Is it incorrect to say that $\text{Power} = P(\text{reject } H_0)$?

Question

Is it incorrect to say that $\text{Power} = P(\text{reject} H_0)$?

I've seen in my textbook as well as other sources power is always defined as the conditional probability $P(\text{reject } H_0 : H_a \text{ is true})$

But I also see in hypothesis testing you are to regard the probability of the null hypothesis as being either $1$ or $0$, since it is treated as a constant when computing the test statistic. So in Baye's theorem, $P(\text{reject } H_0 : H_a \text{ is true})=\frac{P(H_a \text{ is true}:\text{reject } H_0)P(\text{reject } H_0)}{P(H_a \text{ is true})}$

In which case if $P(H_a\text{ is true}) =1$, then $P(H_a\text{ is true} : \text{ reject } H_0)=1$

So $\text{Power} = P(\text{ reject } H_0)$

But if $H_a$ is not true, then $P(H_a\text{ is true}) =0$ I'm not sure what the power means in this case. The other part I find confusing is if my test statistic is coming from a continuous distribution, then don't I already know that $P(H_0 \text{ is true })=0$ and wouldn't then $P(H_a \text{ is true})=1$, so wouldn't it always be the case that $\text{Power}= P(\text{ reject } H_0)$?

Answer 1

As Michael points out above, power is the probability of rejecting the null when it is false. Now when you're empirically simulating the power of a particular test to detect a particular effect, you will know that the null is false and in this case the empirical power is (as you suggest above) simply the the probability that the null is rejected. For example, if you want to know the power of a particular test to detect a difference of $d$ between $x$ and $y$, you draw 10,000 samples from $x$ and $y$ and for each sample test whether you can reject the null. Here the power is simply the proportion of samples where you rejected the null. This is rather a special case though since you know that the null is false, e.g. you are drawing from $x$ and $y$ which differ according to $d$.

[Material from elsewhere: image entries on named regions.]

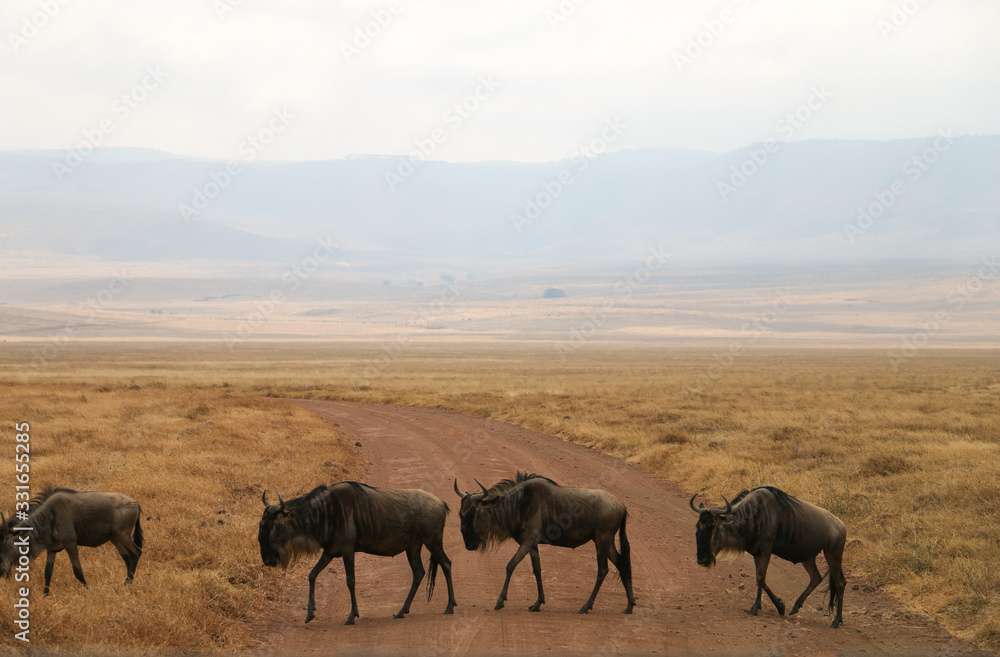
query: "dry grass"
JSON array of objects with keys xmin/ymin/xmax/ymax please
[
  {"xmin": 0, "ymin": 343, "xmax": 1000, "ymax": 649},
  {"xmin": 0, "ymin": 383, "xmax": 364, "ymax": 655}
]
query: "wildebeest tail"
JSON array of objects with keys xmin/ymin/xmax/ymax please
[
  {"xmin": 427, "ymin": 554, "xmax": 438, "ymax": 602},
  {"xmin": 132, "ymin": 508, "xmax": 142, "ymax": 550},
  {"xmin": 618, "ymin": 511, "xmax": 632, "ymax": 581}
]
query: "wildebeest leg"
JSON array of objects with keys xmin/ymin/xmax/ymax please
[
  {"xmin": 427, "ymin": 541, "xmax": 458, "ymax": 614},
  {"xmin": 112, "ymin": 536, "xmax": 139, "ymax": 584},
  {"xmin": 576, "ymin": 543, "xmax": 610, "ymax": 614},
  {"xmin": 66, "ymin": 543, "xmax": 90, "ymax": 589},
  {"xmin": 528, "ymin": 545, "xmax": 545, "ymax": 611},
  {"xmin": 45, "ymin": 550, "xmax": 58, "ymax": 595},
  {"xmin": 747, "ymin": 550, "xmax": 785, "ymax": 616},
  {"xmin": 493, "ymin": 543, "xmax": 531, "ymax": 611},
  {"xmin": 344, "ymin": 552, "xmax": 361, "ymax": 625},
  {"xmin": 823, "ymin": 547, "xmax": 847, "ymax": 628},
  {"xmin": 393, "ymin": 543, "xmax": 424, "ymax": 618},
  {"xmin": 306, "ymin": 550, "xmax": 333, "ymax": 623},
  {"xmin": 608, "ymin": 543, "xmax": 635, "ymax": 614},
  {"xmin": 788, "ymin": 557, "xmax": 823, "ymax": 616}
]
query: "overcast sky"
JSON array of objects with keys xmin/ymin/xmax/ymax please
[{"xmin": 0, "ymin": 0, "xmax": 1000, "ymax": 161}]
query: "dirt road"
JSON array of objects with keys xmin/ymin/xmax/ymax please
[{"xmin": 254, "ymin": 401, "xmax": 985, "ymax": 655}]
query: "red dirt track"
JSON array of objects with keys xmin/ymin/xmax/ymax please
[{"xmin": 259, "ymin": 401, "xmax": 988, "ymax": 656}]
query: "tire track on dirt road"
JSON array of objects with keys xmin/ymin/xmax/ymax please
[{"xmin": 259, "ymin": 400, "xmax": 987, "ymax": 656}]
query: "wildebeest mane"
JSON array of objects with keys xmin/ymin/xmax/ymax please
[
  {"xmin": 476, "ymin": 470, "xmax": 559, "ymax": 552},
  {"xmin": 751, "ymin": 486, "xmax": 800, "ymax": 510},
  {"xmin": 278, "ymin": 486, "xmax": 345, "ymax": 568},
  {"xmin": 28, "ymin": 484, "xmax": 78, "ymax": 515}
]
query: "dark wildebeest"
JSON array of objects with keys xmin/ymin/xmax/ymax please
[
  {"xmin": 0, "ymin": 486, "xmax": 142, "ymax": 595},
  {"xmin": 689, "ymin": 486, "xmax": 847, "ymax": 627},
  {"xmin": 257, "ymin": 481, "xmax": 457, "ymax": 625},
  {"xmin": 455, "ymin": 472, "xmax": 635, "ymax": 614}
]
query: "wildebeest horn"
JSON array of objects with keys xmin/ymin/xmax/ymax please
[{"xmin": 688, "ymin": 493, "xmax": 705, "ymax": 514}]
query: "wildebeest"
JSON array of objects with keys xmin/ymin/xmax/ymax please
[
  {"xmin": 0, "ymin": 486, "xmax": 142, "ymax": 595},
  {"xmin": 257, "ymin": 481, "xmax": 457, "ymax": 625},
  {"xmin": 689, "ymin": 486, "xmax": 847, "ymax": 627},
  {"xmin": 455, "ymin": 472, "xmax": 635, "ymax": 614}
]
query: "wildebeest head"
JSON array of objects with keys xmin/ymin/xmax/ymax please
[
  {"xmin": 455, "ymin": 479, "xmax": 500, "ymax": 550},
  {"xmin": 689, "ymin": 493, "xmax": 734, "ymax": 568},
  {"xmin": 257, "ymin": 491, "xmax": 320, "ymax": 568}
]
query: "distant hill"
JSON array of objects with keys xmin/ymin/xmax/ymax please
[{"xmin": 0, "ymin": 136, "xmax": 1000, "ymax": 263}]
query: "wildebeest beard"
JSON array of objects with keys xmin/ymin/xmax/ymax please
[
  {"xmin": 472, "ymin": 472, "xmax": 551, "ymax": 552},
  {"xmin": 262, "ymin": 486, "xmax": 332, "ymax": 569}
]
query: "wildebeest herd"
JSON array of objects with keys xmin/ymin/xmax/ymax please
[{"xmin": 0, "ymin": 472, "xmax": 847, "ymax": 628}]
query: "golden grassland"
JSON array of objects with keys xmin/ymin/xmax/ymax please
[
  {"xmin": 0, "ymin": 383, "xmax": 357, "ymax": 655},
  {"xmin": 0, "ymin": 343, "xmax": 1000, "ymax": 649}
]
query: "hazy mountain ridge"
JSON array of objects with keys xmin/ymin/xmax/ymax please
[{"xmin": 0, "ymin": 136, "xmax": 1000, "ymax": 262}]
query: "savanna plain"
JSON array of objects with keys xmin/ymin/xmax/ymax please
[{"xmin": 0, "ymin": 341, "xmax": 1000, "ymax": 654}]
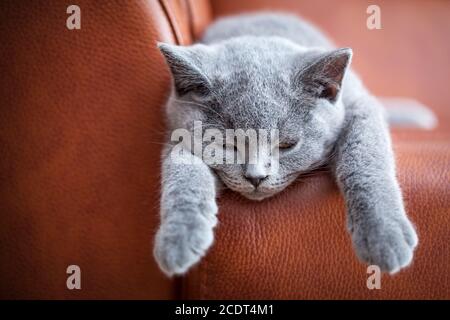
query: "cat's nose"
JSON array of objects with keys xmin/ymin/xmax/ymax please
[{"xmin": 246, "ymin": 176, "xmax": 267, "ymax": 188}]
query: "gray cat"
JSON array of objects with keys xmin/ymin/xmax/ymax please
[{"xmin": 154, "ymin": 14, "xmax": 418, "ymax": 276}]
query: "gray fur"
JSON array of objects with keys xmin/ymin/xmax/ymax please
[{"xmin": 154, "ymin": 14, "xmax": 418, "ymax": 275}]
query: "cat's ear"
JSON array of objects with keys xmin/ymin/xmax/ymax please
[
  {"xmin": 298, "ymin": 48, "xmax": 352, "ymax": 102},
  {"xmin": 157, "ymin": 42, "xmax": 211, "ymax": 96}
]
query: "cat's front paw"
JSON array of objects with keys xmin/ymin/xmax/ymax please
[
  {"xmin": 351, "ymin": 216, "xmax": 418, "ymax": 274},
  {"xmin": 154, "ymin": 203, "xmax": 217, "ymax": 276}
]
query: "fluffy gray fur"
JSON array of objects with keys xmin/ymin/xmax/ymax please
[{"xmin": 154, "ymin": 14, "xmax": 418, "ymax": 276}]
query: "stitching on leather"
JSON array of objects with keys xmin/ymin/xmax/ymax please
[{"xmin": 159, "ymin": 0, "xmax": 183, "ymax": 44}]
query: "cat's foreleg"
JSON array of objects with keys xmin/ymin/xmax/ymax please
[
  {"xmin": 335, "ymin": 95, "xmax": 418, "ymax": 273},
  {"xmin": 154, "ymin": 146, "xmax": 217, "ymax": 276}
]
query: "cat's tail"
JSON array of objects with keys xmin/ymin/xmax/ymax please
[{"xmin": 379, "ymin": 98, "xmax": 438, "ymax": 130}]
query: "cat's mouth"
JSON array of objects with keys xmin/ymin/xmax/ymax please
[{"xmin": 240, "ymin": 189, "xmax": 275, "ymax": 201}]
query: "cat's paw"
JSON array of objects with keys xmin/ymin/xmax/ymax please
[
  {"xmin": 352, "ymin": 216, "xmax": 418, "ymax": 274},
  {"xmin": 154, "ymin": 203, "xmax": 217, "ymax": 276}
]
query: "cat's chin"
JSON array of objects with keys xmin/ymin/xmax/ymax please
[{"xmin": 241, "ymin": 191, "xmax": 275, "ymax": 201}]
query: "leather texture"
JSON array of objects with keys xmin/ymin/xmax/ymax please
[
  {"xmin": 0, "ymin": 0, "xmax": 450, "ymax": 299},
  {"xmin": 0, "ymin": 0, "xmax": 176, "ymax": 299},
  {"xmin": 182, "ymin": 0, "xmax": 450, "ymax": 299}
]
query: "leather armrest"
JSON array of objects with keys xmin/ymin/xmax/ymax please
[{"xmin": 183, "ymin": 137, "xmax": 450, "ymax": 299}]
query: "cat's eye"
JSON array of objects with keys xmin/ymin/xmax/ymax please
[{"xmin": 278, "ymin": 142, "xmax": 296, "ymax": 150}]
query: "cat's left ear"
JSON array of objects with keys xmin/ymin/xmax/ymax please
[{"xmin": 298, "ymin": 48, "xmax": 353, "ymax": 102}]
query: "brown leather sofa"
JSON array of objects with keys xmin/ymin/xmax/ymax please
[{"xmin": 0, "ymin": 0, "xmax": 450, "ymax": 299}]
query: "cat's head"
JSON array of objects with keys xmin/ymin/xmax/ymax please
[{"xmin": 158, "ymin": 37, "xmax": 352, "ymax": 200}]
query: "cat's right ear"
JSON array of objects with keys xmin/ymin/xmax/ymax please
[{"xmin": 157, "ymin": 42, "xmax": 211, "ymax": 96}]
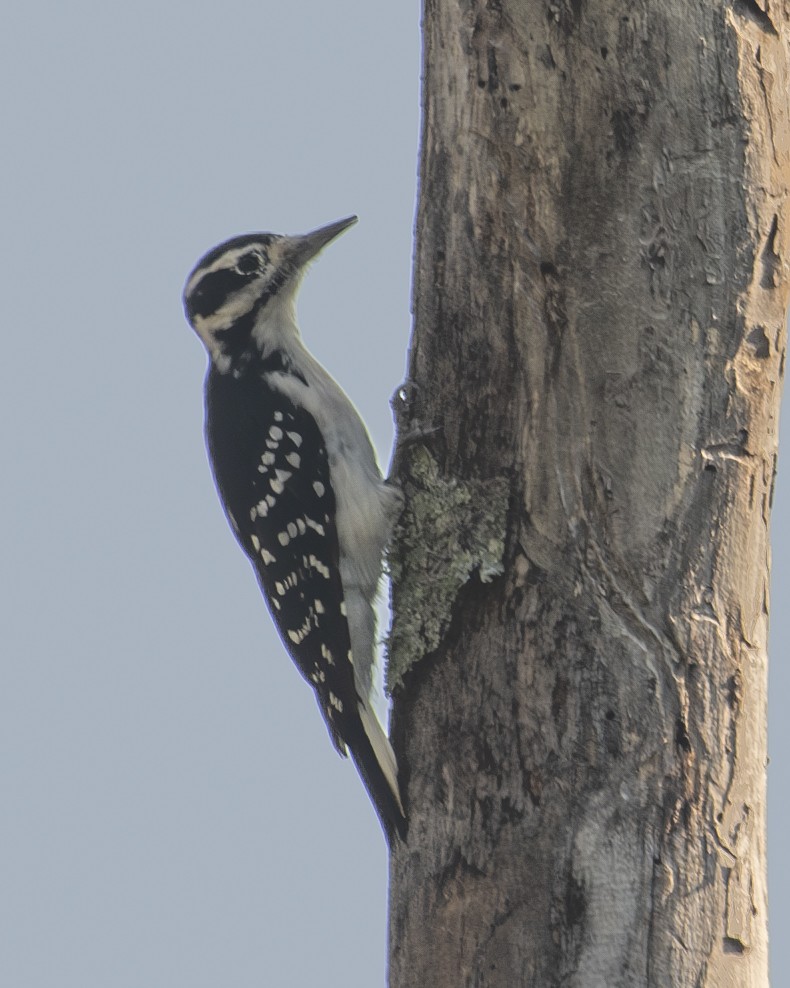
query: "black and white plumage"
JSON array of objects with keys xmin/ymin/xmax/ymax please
[{"xmin": 184, "ymin": 217, "xmax": 406, "ymax": 838}]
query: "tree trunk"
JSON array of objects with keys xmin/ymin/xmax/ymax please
[{"xmin": 390, "ymin": 0, "xmax": 790, "ymax": 988}]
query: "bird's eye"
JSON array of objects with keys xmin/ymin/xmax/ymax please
[{"xmin": 236, "ymin": 250, "xmax": 263, "ymax": 274}]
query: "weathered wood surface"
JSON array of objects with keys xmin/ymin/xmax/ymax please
[{"xmin": 390, "ymin": 0, "xmax": 790, "ymax": 988}]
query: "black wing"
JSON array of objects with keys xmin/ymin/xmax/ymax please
[{"xmin": 206, "ymin": 368, "xmax": 359, "ymax": 754}]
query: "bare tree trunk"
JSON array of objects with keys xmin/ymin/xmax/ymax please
[{"xmin": 390, "ymin": 0, "xmax": 790, "ymax": 988}]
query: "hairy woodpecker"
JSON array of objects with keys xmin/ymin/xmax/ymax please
[{"xmin": 184, "ymin": 216, "xmax": 406, "ymax": 839}]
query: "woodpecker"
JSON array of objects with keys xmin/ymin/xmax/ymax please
[{"xmin": 184, "ymin": 216, "xmax": 406, "ymax": 840}]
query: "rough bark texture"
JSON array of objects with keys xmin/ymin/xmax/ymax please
[{"xmin": 390, "ymin": 0, "xmax": 790, "ymax": 988}]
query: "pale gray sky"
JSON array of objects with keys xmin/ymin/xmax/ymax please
[{"xmin": 0, "ymin": 0, "xmax": 790, "ymax": 988}]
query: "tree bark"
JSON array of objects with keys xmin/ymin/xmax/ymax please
[{"xmin": 390, "ymin": 0, "xmax": 790, "ymax": 988}]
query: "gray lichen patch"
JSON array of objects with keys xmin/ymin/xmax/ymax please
[{"xmin": 386, "ymin": 446, "xmax": 509, "ymax": 693}]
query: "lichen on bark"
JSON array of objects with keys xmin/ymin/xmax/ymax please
[{"xmin": 386, "ymin": 445, "xmax": 509, "ymax": 693}]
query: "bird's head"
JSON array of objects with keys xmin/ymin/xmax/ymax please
[{"xmin": 184, "ymin": 216, "xmax": 357, "ymax": 365}]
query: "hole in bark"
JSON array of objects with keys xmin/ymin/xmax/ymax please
[
  {"xmin": 746, "ymin": 326, "xmax": 771, "ymax": 360},
  {"xmin": 760, "ymin": 213, "xmax": 781, "ymax": 288}
]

In most cases, say when you're planning an experiment, you don't know if the the null is false. Sure, you know that the null is either true (1) or false (0) but knowing this doesn't give us the prior probability of 1 (or 0), e.g. when we flip a coin we know that it will either be heads (1) or tails (0), but that doesn't give us the probability of 1 (or 0). Now the tricky part here is that if we knew whether the null was true or false, we wouldn't need an experiment and thus wouldn't need a power calculation.

Sometimes we might be able to construct an estimate for the prior probability that the null is true, for example, in testing relationships between genetic variants and disease. In most cases where we need to calculate power, though, we won't have a very good estimate for the prior probability and so won't be able to use Bayes Theorem.

My answer here and the links therein might help clarify this for you: Is there such a thing as a p-value that incorporates a priori power estimations?

Answer 2

Yes, it is incorrect to say that power is the probability of rejecting the null. It is the probability of rejecting it when it is false.

Your statement about the probability of the null (being true) is wrong. The test statistic is computed from the data and does not require any truth value to be ascribed to the null hypothesis.